Он посмотрел через стол на Дэнни и направил ему в грудь вилку:
– Слышал, что вчера приключилось, пока ты занимался богоугодными делами в порту?
Дэнни покачал головой. Он все утро отсыпался после пьянки со Стивом Койлом.
Между тем Нора внесла и поставила на стол блюдо дымящейся зеленой фасоли с чесноком.
– Они забастовали, – сообщил Эдди Маккенна.
– Кто? – не понял Дэнни.
– «Сокс» и «Кабс», – пояснил Коннор. – Мы там были, я и Джо.
– Всех их давно пора отправить воевать с кайзером, – заметил Маккенна. – Свора лодырей и большевичков.
Коннор хмыкнул:
– Представляешь, Дэн? Народ просто очумел.

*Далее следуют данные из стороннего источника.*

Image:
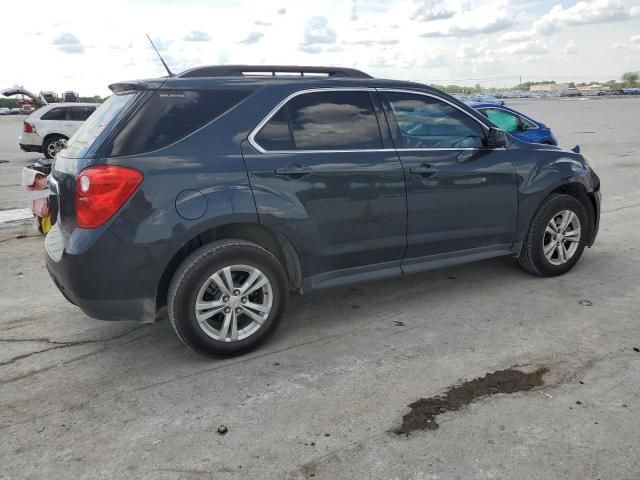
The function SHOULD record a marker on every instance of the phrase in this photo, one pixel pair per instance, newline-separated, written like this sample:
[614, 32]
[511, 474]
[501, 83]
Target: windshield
[80, 143]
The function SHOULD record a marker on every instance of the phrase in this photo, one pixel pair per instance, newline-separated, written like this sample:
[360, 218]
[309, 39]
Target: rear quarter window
[55, 114]
[169, 116]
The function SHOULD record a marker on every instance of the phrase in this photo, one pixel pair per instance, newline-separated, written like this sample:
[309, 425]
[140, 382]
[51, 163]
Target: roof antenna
[160, 56]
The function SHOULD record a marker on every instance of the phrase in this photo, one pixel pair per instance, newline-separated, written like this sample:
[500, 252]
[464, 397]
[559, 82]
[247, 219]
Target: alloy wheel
[233, 303]
[561, 237]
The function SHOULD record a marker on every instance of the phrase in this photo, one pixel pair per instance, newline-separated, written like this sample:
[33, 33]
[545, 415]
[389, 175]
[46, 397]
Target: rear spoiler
[9, 92]
[137, 85]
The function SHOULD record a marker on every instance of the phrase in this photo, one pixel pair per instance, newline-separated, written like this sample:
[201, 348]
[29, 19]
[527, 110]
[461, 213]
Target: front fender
[542, 171]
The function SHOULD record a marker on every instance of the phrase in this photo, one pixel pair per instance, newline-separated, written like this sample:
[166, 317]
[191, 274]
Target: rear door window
[80, 114]
[169, 116]
[56, 114]
[338, 120]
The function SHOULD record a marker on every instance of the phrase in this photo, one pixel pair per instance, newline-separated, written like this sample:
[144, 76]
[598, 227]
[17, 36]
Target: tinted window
[426, 122]
[56, 114]
[505, 120]
[81, 113]
[169, 116]
[81, 142]
[334, 121]
[275, 135]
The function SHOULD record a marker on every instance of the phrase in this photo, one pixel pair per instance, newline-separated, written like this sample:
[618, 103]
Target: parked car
[70, 97]
[516, 123]
[26, 108]
[50, 97]
[217, 192]
[44, 127]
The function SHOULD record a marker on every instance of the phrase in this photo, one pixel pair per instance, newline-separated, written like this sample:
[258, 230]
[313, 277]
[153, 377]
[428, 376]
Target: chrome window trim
[265, 120]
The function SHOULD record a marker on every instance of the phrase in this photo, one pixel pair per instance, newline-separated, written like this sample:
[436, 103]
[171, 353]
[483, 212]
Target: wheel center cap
[235, 301]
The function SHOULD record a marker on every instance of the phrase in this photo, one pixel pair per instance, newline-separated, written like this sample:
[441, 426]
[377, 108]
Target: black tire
[50, 141]
[197, 268]
[532, 257]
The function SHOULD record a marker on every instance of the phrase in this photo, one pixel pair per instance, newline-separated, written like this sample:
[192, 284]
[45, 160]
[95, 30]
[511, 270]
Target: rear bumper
[106, 279]
[25, 147]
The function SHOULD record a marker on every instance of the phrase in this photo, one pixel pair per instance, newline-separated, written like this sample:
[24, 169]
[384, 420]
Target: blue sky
[492, 42]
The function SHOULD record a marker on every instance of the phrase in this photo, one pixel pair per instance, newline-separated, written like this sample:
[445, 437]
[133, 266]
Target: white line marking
[15, 214]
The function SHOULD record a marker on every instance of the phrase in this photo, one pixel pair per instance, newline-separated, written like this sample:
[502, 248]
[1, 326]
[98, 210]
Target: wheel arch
[579, 191]
[574, 189]
[274, 242]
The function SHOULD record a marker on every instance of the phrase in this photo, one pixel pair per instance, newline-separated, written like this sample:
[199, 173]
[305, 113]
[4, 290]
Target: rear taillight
[101, 191]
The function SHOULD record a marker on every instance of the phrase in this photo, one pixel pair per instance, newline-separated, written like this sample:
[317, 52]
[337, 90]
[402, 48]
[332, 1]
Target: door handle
[424, 170]
[464, 156]
[293, 170]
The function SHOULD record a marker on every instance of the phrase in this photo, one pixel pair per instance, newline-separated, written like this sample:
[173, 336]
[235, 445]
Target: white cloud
[197, 36]
[66, 38]
[253, 37]
[528, 48]
[582, 13]
[571, 48]
[71, 48]
[68, 43]
[495, 17]
[317, 31]
[429, 10]
[378, 36]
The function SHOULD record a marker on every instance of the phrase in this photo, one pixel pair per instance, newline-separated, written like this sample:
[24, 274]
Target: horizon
[435, 42]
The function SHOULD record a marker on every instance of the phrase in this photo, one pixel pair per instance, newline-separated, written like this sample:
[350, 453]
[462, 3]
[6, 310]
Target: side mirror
[496, 138]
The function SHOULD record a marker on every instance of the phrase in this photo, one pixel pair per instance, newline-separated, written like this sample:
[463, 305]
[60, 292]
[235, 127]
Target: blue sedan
[517, 124]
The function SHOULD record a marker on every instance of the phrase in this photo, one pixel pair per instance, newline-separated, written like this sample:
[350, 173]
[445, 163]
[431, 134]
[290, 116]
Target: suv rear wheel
[227, 297]
[556, 237]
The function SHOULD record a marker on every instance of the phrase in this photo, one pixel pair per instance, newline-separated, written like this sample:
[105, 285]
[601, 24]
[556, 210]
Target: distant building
[590, 88]
[549, 87]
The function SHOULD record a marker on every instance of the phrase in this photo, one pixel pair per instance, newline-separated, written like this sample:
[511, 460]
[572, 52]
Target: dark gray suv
[217, 192]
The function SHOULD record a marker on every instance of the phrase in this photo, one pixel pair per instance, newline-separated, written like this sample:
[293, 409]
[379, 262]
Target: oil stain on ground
[423, 412]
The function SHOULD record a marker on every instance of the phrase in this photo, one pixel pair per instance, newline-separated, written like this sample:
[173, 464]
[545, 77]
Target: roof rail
[273, 70]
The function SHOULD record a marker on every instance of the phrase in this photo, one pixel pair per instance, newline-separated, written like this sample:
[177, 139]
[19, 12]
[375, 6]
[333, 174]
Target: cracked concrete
[80, 398]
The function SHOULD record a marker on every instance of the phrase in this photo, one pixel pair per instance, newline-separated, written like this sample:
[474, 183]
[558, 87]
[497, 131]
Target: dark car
[70, 97]
[516, 123]
[217, 192]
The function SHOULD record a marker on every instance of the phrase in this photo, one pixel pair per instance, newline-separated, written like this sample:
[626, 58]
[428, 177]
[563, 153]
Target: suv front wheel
[227, 297]
[557, 236]
[49, 147]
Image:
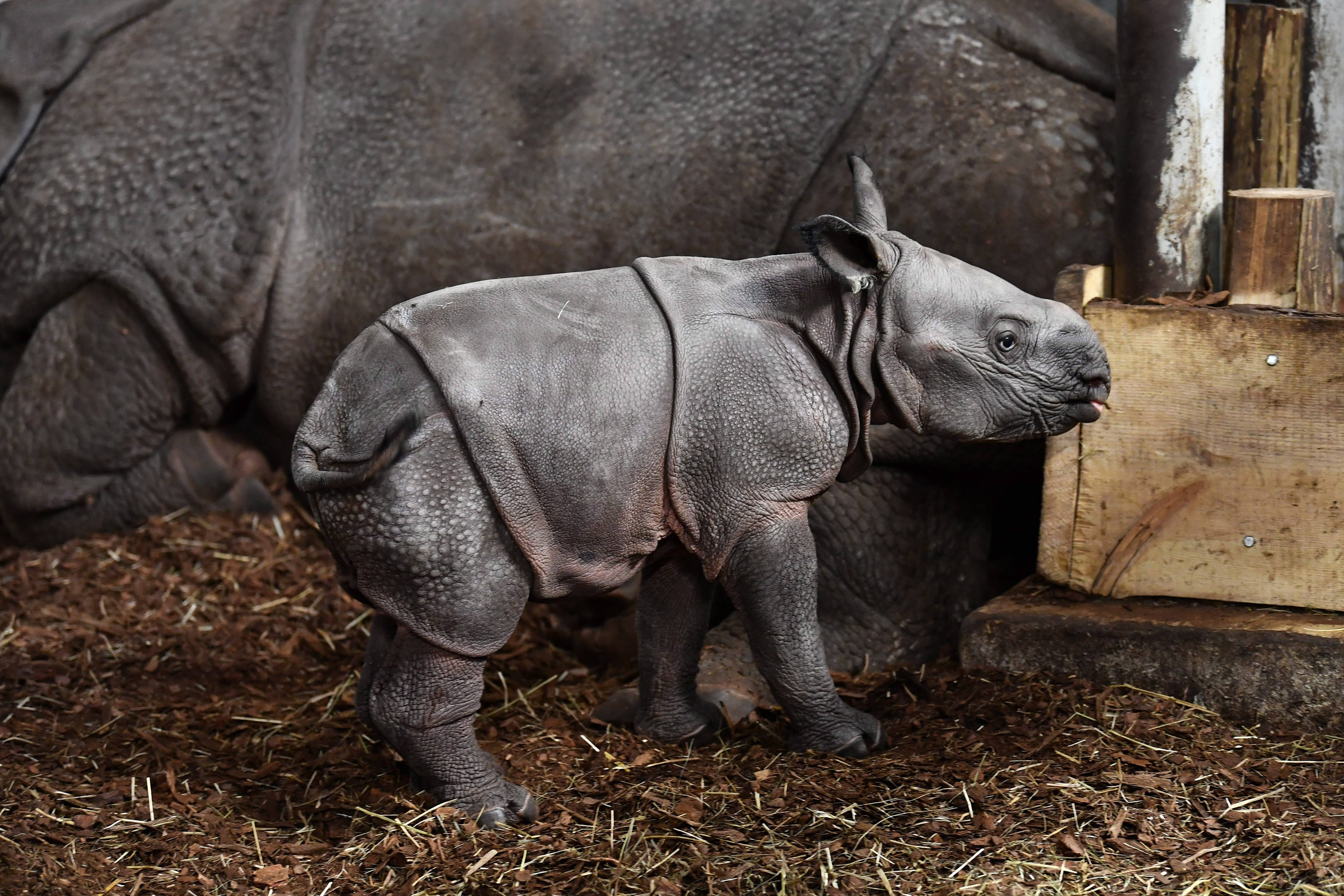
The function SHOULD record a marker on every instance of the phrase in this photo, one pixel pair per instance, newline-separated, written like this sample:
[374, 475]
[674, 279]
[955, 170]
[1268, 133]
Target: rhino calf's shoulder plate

Дэнни улыбнулся, вообразив себе эту картинку:
– Вы меня не разыгрываете?
– Нет, так все и было, – оживился Джо. – Они разозлились на хозяев, не вышли играть, и зрители взбесились и начали кидаться чем попало и орать.
– Так что, – продолжал Коннор, – пришлось послать к ним Сладкого Фица [24], чтобы успокоить всю эту толпу. Сам мэр на матче, представляешь? Да и губернатор.
– Калвин Кулидж. – Отец покачал головой, как он всегда делал при упоминании имени губернатора. – Республиканец из Вермонта у руля демократического Массачусетса. – Он вздохнул. – Господи спаси.
– И вот все они на матче, – рассказывал Коннор. – Кроме Питерса, он хоть и нынешний мэр, но всем наплевать, зато на трибунах Карли [25] и Сладкий Фиц, два бывших мэра, и оба, черт побери, куда популярнее теперешнего, и вот они выставляют Фица с мегафоном, и он гасит бунт в зародыше, еще до того, как все по-настоящему полыхнуло. Но народ на дешевых местах все равно рвет и мечет, швыряет тяжелые предметы, выдирает кресла и прочее. И тут парни выходят-таки играть, но их никто не приветствует, черт возьми.
Эдди Маккенна похлопал по своему обширному животу и с шумом выдохнул через нос:
– Надеюсь, теперь у этих большевичков отберут медали серии. У меня просто все переворачивается внутри, когда я думаю, что им вручили награды просто за то, что они отыграли. Что ж, ладно. Бейсбол все равно сдох. Сборище дармоедов, у которых кишка тонка сражаться за свою страну. И хуже всех – Рут. Ты слышал, Дэн, что теперь он хочет сделаться хиттером? Читал в одной утренней газете – больше, видите ли, не желает стоять питчером, заявляет, что не выйдет на площадку, если они не станут платить ему больше и к тому же если его не снимут с питчерской горки. Можешь в такое поверить?
– Куда катится мир? – Отец глотнул бордо.
– А вообще, – Дэнни обвел взглядом стол, – из-за чего сыр-бор?
– Ммм?
– Чем они недовольны-то? Ведь просто так забастовку не устраивают.
Джо ответил:
– Кажется, они говорили, что хозяева изменили договор.